The Chennai-based Organisation for Eelan Refugees Rehabilitation, which represents India’s 40,000 registered Tamil refugees living in designated camps, claims to have traced another 45 people on board the boat.
But that still leaves a question mark over the origins of 60 fellow passengers.
The organisation founder Samuel Chandrahasan said the number of passengers from south India’s refugee camps had been revised down in recent days after four families contacted the organisation to say they had opted not to join the boat and were now seeking refunds for deposits paid to people smuggling agents.
“The people we have been speaking to at the local level have taken up the position that no boat has officially sailed from India and, therefore, as far as they’re concerned no one has left from India,” Mr Chandrahasan said.
He added it was possible passengers were ferried out from Pondicherry to a mother boat anchored in international waters. The Indian High Commissioner to Australia, Biren Nanda said: “We have not received any communication from the Australian government. We have no details on the case. We have no official information either from the government or the police authorities here.’’
And Sri Lanka’s High Commissioner to Australia, Admiral Thisara Samarasinghe, said his country had no plans to accept the group, saying: “I can categorically deny and reject any plans of Sri Lanka to take over the suspected, speculated, presumed asylum- seekers coming from India.’’

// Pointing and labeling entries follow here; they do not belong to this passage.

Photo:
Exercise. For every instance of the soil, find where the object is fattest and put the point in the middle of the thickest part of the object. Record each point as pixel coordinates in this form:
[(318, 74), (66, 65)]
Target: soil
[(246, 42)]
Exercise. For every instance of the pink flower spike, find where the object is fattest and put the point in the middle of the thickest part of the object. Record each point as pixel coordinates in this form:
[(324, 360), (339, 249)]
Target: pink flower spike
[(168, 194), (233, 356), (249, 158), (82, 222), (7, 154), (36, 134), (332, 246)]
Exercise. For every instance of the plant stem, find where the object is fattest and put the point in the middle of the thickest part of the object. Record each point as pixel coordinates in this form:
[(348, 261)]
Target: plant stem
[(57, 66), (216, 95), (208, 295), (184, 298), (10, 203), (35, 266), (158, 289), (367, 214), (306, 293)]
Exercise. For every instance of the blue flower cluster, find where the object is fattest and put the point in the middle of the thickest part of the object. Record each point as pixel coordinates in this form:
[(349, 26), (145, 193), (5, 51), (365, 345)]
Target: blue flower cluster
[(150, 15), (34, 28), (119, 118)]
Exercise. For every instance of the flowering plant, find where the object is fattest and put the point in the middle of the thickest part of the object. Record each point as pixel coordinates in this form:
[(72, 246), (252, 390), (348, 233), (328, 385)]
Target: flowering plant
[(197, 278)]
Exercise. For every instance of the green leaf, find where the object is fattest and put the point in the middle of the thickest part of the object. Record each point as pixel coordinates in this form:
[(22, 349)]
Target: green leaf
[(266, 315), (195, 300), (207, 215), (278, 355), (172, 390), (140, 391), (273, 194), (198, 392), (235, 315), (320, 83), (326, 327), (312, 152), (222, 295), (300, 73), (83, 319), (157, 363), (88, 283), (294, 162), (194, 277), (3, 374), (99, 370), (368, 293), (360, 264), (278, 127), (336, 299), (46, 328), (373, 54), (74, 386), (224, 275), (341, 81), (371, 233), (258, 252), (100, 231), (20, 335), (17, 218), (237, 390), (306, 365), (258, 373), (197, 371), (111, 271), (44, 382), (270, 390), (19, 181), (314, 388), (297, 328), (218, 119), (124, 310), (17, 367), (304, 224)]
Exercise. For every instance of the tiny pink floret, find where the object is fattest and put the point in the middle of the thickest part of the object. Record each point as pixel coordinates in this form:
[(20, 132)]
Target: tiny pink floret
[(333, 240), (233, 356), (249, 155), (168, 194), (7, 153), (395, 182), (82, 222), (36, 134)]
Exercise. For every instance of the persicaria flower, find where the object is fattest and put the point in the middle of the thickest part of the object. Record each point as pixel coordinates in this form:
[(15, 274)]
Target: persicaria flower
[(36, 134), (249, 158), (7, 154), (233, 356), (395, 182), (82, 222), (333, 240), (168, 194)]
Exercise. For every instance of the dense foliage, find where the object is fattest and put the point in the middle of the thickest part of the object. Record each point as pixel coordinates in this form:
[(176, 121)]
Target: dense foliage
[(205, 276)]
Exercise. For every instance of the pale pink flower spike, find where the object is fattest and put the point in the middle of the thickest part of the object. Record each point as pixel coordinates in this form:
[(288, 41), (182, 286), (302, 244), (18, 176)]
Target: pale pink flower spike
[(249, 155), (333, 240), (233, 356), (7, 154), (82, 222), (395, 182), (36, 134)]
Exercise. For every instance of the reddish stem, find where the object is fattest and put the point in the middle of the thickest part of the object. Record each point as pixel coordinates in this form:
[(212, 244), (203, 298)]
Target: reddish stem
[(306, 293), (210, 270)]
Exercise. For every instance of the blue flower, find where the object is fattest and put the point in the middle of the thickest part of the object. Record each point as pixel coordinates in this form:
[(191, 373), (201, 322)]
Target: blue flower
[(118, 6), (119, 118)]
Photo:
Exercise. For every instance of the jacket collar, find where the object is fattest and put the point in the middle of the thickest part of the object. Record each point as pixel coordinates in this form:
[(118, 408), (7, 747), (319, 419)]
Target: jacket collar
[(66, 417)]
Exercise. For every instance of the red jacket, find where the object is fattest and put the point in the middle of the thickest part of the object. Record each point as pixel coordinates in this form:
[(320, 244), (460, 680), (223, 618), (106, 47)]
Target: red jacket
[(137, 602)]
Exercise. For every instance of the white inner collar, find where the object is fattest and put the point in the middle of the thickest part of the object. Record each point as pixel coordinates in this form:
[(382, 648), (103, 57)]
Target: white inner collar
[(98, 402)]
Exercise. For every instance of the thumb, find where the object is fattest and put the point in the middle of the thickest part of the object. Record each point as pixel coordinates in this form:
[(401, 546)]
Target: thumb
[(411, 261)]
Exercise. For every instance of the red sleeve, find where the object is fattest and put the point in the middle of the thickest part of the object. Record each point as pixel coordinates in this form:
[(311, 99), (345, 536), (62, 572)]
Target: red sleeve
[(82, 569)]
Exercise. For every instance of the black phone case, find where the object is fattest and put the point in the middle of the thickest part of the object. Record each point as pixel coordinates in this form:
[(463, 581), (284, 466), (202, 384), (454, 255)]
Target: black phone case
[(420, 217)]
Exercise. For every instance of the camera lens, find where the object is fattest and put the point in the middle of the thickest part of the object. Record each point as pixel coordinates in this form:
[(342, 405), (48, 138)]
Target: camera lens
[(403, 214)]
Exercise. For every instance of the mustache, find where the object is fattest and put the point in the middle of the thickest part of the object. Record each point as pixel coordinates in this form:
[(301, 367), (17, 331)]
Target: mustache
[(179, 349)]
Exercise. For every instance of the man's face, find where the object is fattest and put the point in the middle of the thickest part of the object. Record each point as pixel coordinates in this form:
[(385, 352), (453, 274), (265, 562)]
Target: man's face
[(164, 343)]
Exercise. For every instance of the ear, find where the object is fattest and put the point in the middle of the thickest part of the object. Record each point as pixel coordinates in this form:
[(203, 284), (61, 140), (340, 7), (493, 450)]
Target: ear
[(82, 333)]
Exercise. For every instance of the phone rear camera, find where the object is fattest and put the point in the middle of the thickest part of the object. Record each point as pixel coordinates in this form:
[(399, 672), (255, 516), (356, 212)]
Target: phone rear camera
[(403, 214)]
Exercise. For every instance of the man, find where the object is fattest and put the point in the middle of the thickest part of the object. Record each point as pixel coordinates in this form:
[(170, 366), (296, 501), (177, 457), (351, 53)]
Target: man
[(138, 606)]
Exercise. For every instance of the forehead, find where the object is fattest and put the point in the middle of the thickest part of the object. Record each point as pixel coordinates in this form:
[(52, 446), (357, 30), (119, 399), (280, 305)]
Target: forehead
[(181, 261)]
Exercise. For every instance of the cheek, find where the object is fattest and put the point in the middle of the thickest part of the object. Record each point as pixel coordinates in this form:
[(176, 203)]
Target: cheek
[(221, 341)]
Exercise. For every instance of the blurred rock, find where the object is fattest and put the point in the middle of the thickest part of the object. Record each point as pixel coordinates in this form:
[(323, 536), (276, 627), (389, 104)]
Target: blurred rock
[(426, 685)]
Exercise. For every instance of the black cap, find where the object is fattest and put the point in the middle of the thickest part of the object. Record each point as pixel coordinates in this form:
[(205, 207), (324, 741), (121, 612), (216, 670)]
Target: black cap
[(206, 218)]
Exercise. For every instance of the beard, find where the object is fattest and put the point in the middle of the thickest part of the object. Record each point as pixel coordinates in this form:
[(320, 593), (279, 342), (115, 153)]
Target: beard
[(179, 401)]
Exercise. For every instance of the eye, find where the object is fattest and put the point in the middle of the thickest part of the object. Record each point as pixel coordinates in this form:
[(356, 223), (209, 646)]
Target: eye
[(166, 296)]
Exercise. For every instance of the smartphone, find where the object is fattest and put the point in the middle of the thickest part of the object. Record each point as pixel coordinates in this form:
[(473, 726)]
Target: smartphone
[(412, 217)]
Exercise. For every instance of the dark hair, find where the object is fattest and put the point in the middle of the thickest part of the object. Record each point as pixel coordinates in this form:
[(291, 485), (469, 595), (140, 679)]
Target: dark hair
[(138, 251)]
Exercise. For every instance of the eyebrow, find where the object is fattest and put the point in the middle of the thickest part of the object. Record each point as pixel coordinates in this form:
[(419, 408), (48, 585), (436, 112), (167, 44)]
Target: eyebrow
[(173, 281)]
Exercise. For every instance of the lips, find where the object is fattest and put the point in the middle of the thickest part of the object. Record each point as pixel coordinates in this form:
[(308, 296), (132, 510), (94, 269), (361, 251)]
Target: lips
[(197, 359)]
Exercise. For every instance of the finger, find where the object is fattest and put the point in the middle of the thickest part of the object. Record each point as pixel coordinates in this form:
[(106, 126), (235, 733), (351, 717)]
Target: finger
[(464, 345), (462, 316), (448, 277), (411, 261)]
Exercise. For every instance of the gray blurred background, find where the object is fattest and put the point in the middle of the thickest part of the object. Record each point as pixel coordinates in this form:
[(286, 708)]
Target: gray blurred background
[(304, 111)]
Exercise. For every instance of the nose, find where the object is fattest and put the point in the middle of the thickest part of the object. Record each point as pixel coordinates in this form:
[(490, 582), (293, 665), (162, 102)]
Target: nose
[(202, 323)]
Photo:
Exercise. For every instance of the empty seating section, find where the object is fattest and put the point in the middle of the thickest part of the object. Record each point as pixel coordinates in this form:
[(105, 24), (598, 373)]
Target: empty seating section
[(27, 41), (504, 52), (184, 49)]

Officials in Tamil Nadu, a state historically sympathetic to the plight of Sri Lankan Tamil refugees, have denied the boat left from their waters, indicating a reluctance to accept any returnees.
Sri Lankan Navy spokesman Commodore Kosala Warnakulasooriya also dismissed suggestions the boat first left from Sri Lankan waters, pointing to how heavily patrolled the maritime border has become since tensions rose over fisheries poaching.
While asylum-seekers from the camps would likely be able to produce documents proving their refugee status and Indian residency permits, those from outside the camps could struggle to prove they left from India in order to argue they should be returned there.
Before the High Court hearing in Melbourne, Tony Abbott said “the Labor Party and its activists, the Greens and their activists, they will try to disrupt the government’s policies; they will try to do things that start the boats up again because that’s in Labor’s DNA.’’
Government frontbencher Senator Michaelia Cash told the Senate “at all times this government believes it is acting in accordance with our international obligations and our obligations regarding safety at sea … the assurances that we have received from the Sri Lankan government are the same assurances as were given to the former government’’.
But Labor’s immigration spokesman Richard Marles accused Mr Morrison of risking Australia’s international reputation to protect his “political scoreboard’’.
It is understood Mr Morrison met on Monday the UN High Commissioner for Refugees regional representative Thomas Albrecht to outline Australia’s enhanced-screening processes.
The UNHCR issued a statement last night saying it “does not object to the returns of persons properly found not to be in need of international protection, but considers anyone claiming asylum has a right to have their case properly assessed by qualified personnel in accordance with the necessary procedural and legal safeguards”.